O director da ESACS garante que a escola tem feito o seu papel e, a título de exemplo, refere a abertura, no ano passado, de uma sala ambulatória. Nesta sala, prossegue, os técnicos abordam a gravidez precoce, sexualidade e outros temas considerados tabu. Isto, sem contar com o apoio do Instituto Cabo-verdiano para a Igualdade e Equidade do Género (ICIEG).

Santa Catarina com apenas três casos

Por seu turno, o delegado da Educação de Santa Catarina de Santiago, Manuel Rosário, afirma que em todo o concelho há pelo menos 10 alunas que recentemente foram mães e que, entretanto, já regressaram às aulas.

Mas que, até agora, há três casos de alunas grávidas em diferentes escolas, admitindo a hipótese de poderem estar mais que ainda não se declararam. Até agora, este é o menor número de grávidas registado no concelho durante um ano lectivo, mas geralmente aparecem mais entre os meses de Março e Abril.

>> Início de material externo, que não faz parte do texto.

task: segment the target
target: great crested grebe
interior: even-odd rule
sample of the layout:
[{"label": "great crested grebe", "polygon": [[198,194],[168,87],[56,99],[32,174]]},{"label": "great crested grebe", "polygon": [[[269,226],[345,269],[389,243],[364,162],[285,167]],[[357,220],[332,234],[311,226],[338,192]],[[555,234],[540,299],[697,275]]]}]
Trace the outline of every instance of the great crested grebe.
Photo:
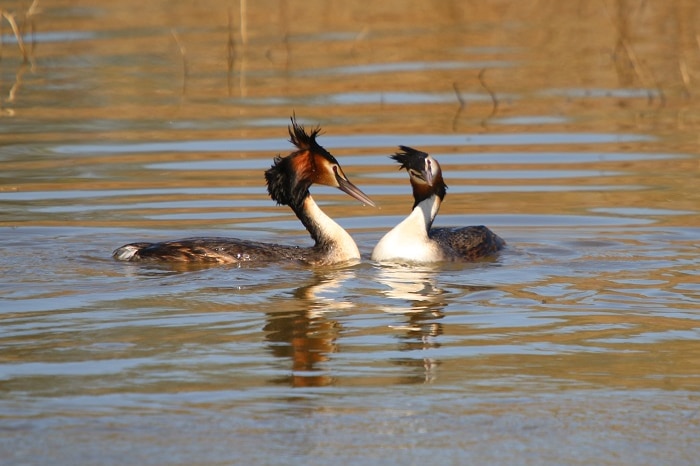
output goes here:
[{"label": "great crested grebe", "polygon": [[267,191],[277,204],[288,205],[311,234],[312,247],[261,243],[237,238],[187,238],[162,243],[131,243],[112,253],[122,261],[162,261],[236,264],[297,260],[313,265],[327,265],[360,258],[352,237],[327,216],[314,202],[309,187],[314,184],[333,186],[355,199],[374,206],[374,202],[353,185],[338,161],[316,142],[320,128],[307,133],[292,118],[290,141],[297,151],[275,157],[265,172]]},{"label": "great crested grebe", "polygon": [[408,171],[413,211],[379,240],[372,260],[473,261],[503,249],[505,241],[485,226],[431,228],[447,192],[440,164],[425,152],[399,147],[402,152],[391,158]]}]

Manuel Rosário ressalta que, apesar de não se manifestar fisicamente nos rapazes, a gravidez também afecta os rapazes estudantes, embora sejam poucos os casos.

“São poucos os rapazes que declaram estar a viver uma gravidez. Os poucos que declaram são aqueles alunos, normalmente responsáveis, que começam a faltar muito às aulas e que quando lhe chamamos à atenção, admitem que as namoradas estão grávidas e que têm de trabalhar para cuidar delas e dos filhos”, explana.

Nestes casos, o delegado informa que as escolas aconselham os alunos como devem actuar de modo a não faltarem às aulas e, juntamente com algumas associações estrangeiras e nacionais parceiras, apoiam os mesmos, com géneros alimentícios e roupas. Se a escola tiver trabalho remunerado pontual, prioriza os alunos que se mostrarem disponíveis.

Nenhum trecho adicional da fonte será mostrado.